Tuesday, January 13, 2009

Review: A Supposedly Fun Thing I'll Never Do Again

I'm on a serious David Foster Wallace binge. I want to read some of his fiction next, but his essays are just so good. His style and point of view compliment each other so well. I easily relate to Wallace's over-educated self reflection, matter of fact insight, and honesty about his own worse impulses.

is a collection of essays and arguments originally published in various magazines in the early/mid 1990s. The essays are longish, but each fully develops an idea in a way that makes you appreciate the depth of engagement that is lacking from shorter pieces. The seven essays are:

Derivative Sport in Tornado Alley Here, Wallace recounts his childhood experiences playing tennis in the rural midwest.

E Unibus Pluram: Television and U.S. Fiction In this essay, Wallace gives forth his opinion of the impact of TV on serious fiction writing. This is the most difficult essay in the collection. Wallace's argument builds up about irony, and how the use/conditioning of irony on TV colors what is possible in fiction writing. Wallace sums up his thesis succinctly (pg 49, in a section appropriately titled "I do have a thesis"):
I want to persuade you that irony, poker-faced silence, and fear of ridicule are distinctive of those features of contemporary U.S. cultuer (of which cutting-edge fiction is a part) that enjoy any significant relation to the television whose weird pretty hand has my generation by the throat. I'm going to argue that irony and ridicule are entertaining and effective, and that at the tame time they are agents of a great despair and stasis in U.S. culture, and that for aspiring fiction writers they pose especially terrible problems.

As someone who got rid of my own TV over a year ago, I am not sure how relate to this essay (which as written in 1990). I think that Wallace's basic point holds, but the rise of internet culture, and the popular satire of shows such as the Daily Show seem to have raised the stakes.

Getting Away from Already Being Pretty Much Away from It All This piece recounts Wallace's experiences at the 1993 Illinois State Fair. Wonderful for anyone who has ever attended and reflected upon the such events. I have no idea how a person who has never attended such a fair would react to this essay.

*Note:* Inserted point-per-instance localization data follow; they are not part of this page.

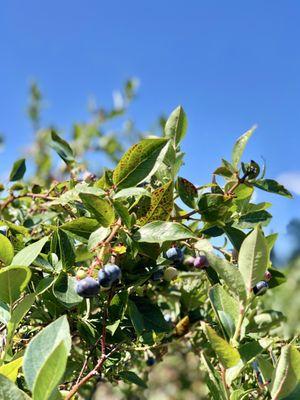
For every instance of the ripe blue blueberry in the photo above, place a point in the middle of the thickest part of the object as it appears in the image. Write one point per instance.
(260, 288)
(174, 254)
(200, 262)
(87, 287)
(3, 230)
(150, 361)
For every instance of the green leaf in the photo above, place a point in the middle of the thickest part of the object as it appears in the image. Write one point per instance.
(26, 256)
(278, 278)
(160, 232)
(6, 250)
(135, 191)
(250, 220)
(161, 204)
(13, 281)
(225, 307)
(176, 125)
(64, 289)
(253, 258)
(146, 316)
(62, 148)
(229, 273)
(228, 355)
(4, 313)
(132, 377)
(187, 192)
(140, 162)
(271, 186)
(240, 394)
(287, 373)
(81, 227)
(97, 237)
(239, 147)
(9, 391)
(18, 170)
(51, 372)
(42, 347)
(66, 248)
(100, 208)
(18, 314)
(11, 369)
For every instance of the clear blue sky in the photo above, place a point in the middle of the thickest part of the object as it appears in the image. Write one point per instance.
(229, 63)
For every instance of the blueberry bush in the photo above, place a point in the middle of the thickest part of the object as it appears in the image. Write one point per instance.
(102, 276)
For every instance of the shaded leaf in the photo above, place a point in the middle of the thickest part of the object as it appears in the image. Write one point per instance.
(13, 280)
(253, 258)
(18, 170)
(161, 231)
(100, 208)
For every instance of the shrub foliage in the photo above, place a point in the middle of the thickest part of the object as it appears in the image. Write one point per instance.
(100, 275)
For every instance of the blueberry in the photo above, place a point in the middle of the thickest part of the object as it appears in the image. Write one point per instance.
(87, 287)
(150, 361)
(104, 278)
(170, 274)
(174, 254)
(200, 262)
(189, 261)
(3, 230)
(268, 275)
(260, 288)
(80, 274)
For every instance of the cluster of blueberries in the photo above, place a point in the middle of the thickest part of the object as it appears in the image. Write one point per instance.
(107, 276)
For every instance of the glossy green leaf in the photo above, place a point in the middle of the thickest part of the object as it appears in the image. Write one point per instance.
(9, 391)
(51, 372)
(253, 258)
(62, 148)
(229, 273)
(13, 280)
(18, 314)
(161, 204)
(135, 191)
(271, 186)
(132, 377)
(287, 373)
(176, 125)
(81, 227)
(226, 308)
(26, 256)
(64, 289)
(97, 237)
(66, 248)
(99, 208)
(239, 147)
(139, 162)
(161, 231)
(6, 250)
(187, 192)
(42, 347)
(228, 355)
(4, 313)
(18, 170)
(11, 369)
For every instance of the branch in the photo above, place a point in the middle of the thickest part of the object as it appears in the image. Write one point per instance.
(102, 358)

Greatly Exaggerated This short essay (just 8 pages) offers some thoughts on various schools of literary criticism and the nature of the Author. As a person who is not really conversant in this language I found it surprisingly approachable.

David Lynch Keeps His Head Here, Wallace visits the set of Lost Highway, and offers insight and commentary on the movie business and the nature of director David Lynch.

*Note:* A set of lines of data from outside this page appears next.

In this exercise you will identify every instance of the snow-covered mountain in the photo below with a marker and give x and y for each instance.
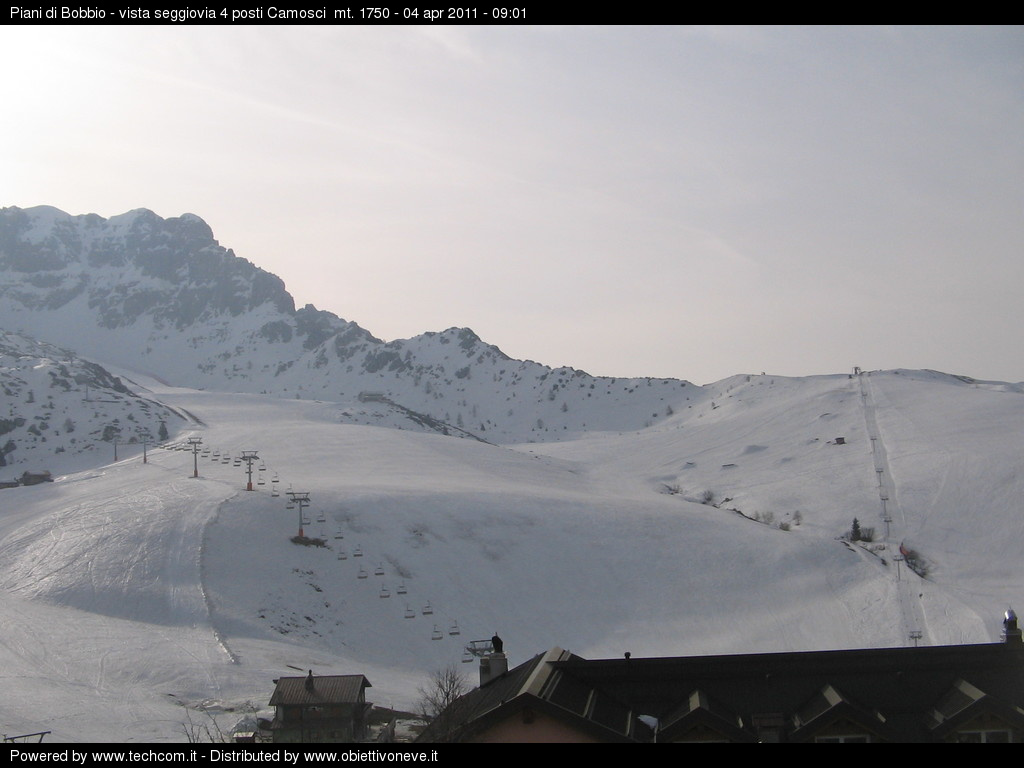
(164, 297)
(604, 516)
(59, 409)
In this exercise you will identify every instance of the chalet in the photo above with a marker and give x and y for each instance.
(325, 708)
(955, 693)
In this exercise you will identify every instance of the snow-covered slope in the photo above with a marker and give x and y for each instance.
(65, 411)
(159, 590)
(603, 515)
(164, 297)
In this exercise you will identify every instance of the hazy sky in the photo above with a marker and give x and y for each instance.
(667, 201)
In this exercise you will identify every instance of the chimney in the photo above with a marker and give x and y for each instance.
(1011, 632)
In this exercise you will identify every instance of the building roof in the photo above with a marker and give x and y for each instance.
(539, 686)
(321, 689)
(893, 694)
(887, 691)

Tennis Player Michael Joyce's Professional Artistry as a Paradigm of Certain Stuff about Choice, Freedom, Discipline, Joy, Grotesquerie, and Human Completeness The tittle pretty much says it all.

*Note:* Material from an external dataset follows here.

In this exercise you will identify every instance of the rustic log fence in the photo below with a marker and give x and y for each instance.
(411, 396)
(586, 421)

A Supposedly Fun Thing I'll Never Do Again The final piece is Wallace's reflections on and about a 7 night Caribbean Cruise. One could seriously argue that this is the Platonic Ideal of what nonfiction writing should achieve. Read it.

After devouring this collection of essays I'm left with three overwhelming feelings: (1) intrigue and curiosity about some of the ideas and interpretations Wallace argues for, (2) great appreciation for the quality and style of his writing, (3) a very real sense of loss that Wallace will never again go off on same strange or ordinary trip and use it as a vehicle for his amazing writing and insight.